Now his company Pro-Teq Surfacing is announcing the new formula that he hopes will increase the safety - and cool - factor of virtually anything.
"I have just been messing around in the shed again really. It's slightly different technology to that used in the Starpath but this is just the next advancement."
Mr Scott said the finish was used on Nissan's Leaf car earlier in the year, and is environmentally friendly and made from plant fibres. It also saves power by absorbing the day's light and emitting a glow at night.
"We are definitely not shifting from the paths, we are very, very happy with our core business, but just the out and out safety aspect of the technology that we are dealing with could just be really helpful to people.
"If I can save one life, then happy days.
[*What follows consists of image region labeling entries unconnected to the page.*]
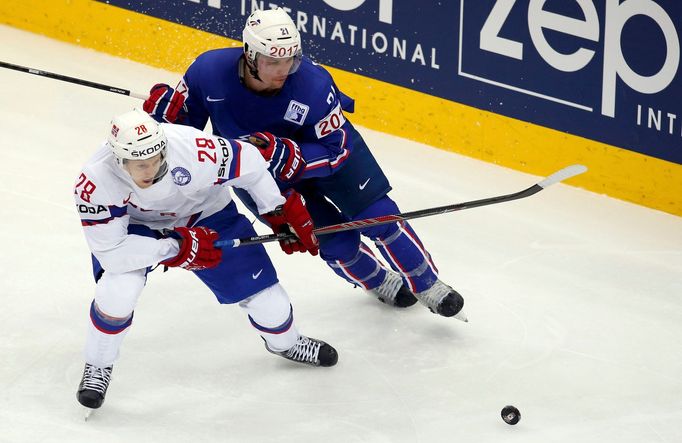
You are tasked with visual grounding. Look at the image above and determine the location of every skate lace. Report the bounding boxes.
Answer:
[372,271,403,301]
[415,280,452,311]
[287,336,320,363]
[81,364,112,394]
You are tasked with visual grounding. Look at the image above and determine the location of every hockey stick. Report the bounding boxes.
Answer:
[214,165,587,248]
[0,61,147,100]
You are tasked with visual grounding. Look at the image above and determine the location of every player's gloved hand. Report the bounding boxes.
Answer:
[161,226,223,271]
[249,132,306,183]
[263,189,320,255]
[142,83,188,123]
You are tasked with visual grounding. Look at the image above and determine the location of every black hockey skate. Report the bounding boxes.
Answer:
[76,363,114,412]
[265,335,339,367]
[369,270,417,308]
[415,280,469,322]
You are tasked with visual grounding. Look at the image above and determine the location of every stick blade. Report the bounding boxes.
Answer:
[538,165,587,188]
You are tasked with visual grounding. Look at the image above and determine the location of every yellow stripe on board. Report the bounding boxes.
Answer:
[0,0,682,215]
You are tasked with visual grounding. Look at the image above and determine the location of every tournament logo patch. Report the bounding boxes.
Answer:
[284,100,310,126]
[171,166,192,186]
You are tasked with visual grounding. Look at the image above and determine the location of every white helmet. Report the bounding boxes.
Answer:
[242,8,303,74]
[107,109,168,164]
If someone is found out at sea because they have a glow-in-the-dark life jacket on or their boat's turned over but the bottom is glowing, that will confirm I will have done something really worthwhile."
Car enthusiasts have described the finish on the glowing Aston Martin as "like touching glass" and "smoother than regular car paint," according to sourcewire.com.
Mr Scott trained as an engineering apprentice in Otaki, before working at his family's surfacing company, Matta Products.
When the family business was sold, Mr Scott began working on the path - inspired by seeing council workers turning street lights on and off each morning and night. "It's been a long hard battle for the last six years but you do something and get to know it and get to love it and learn it all day every day and you're a little bit at one with it.
"You do thousands of things that just don't work and then you find one that does work, and then another thousand that don't. I'm probably what you'd call a mad scientist."
Mr Scott, 53, and his wife Lara have two daughters, Lana, 10, and Neve, 8.
His first path was sold to the Cambridge City Council in 2013 and the company has since had orders from other parts of the UK, the US, Europe, China, South Africa, Japan, Australia and New Zealand.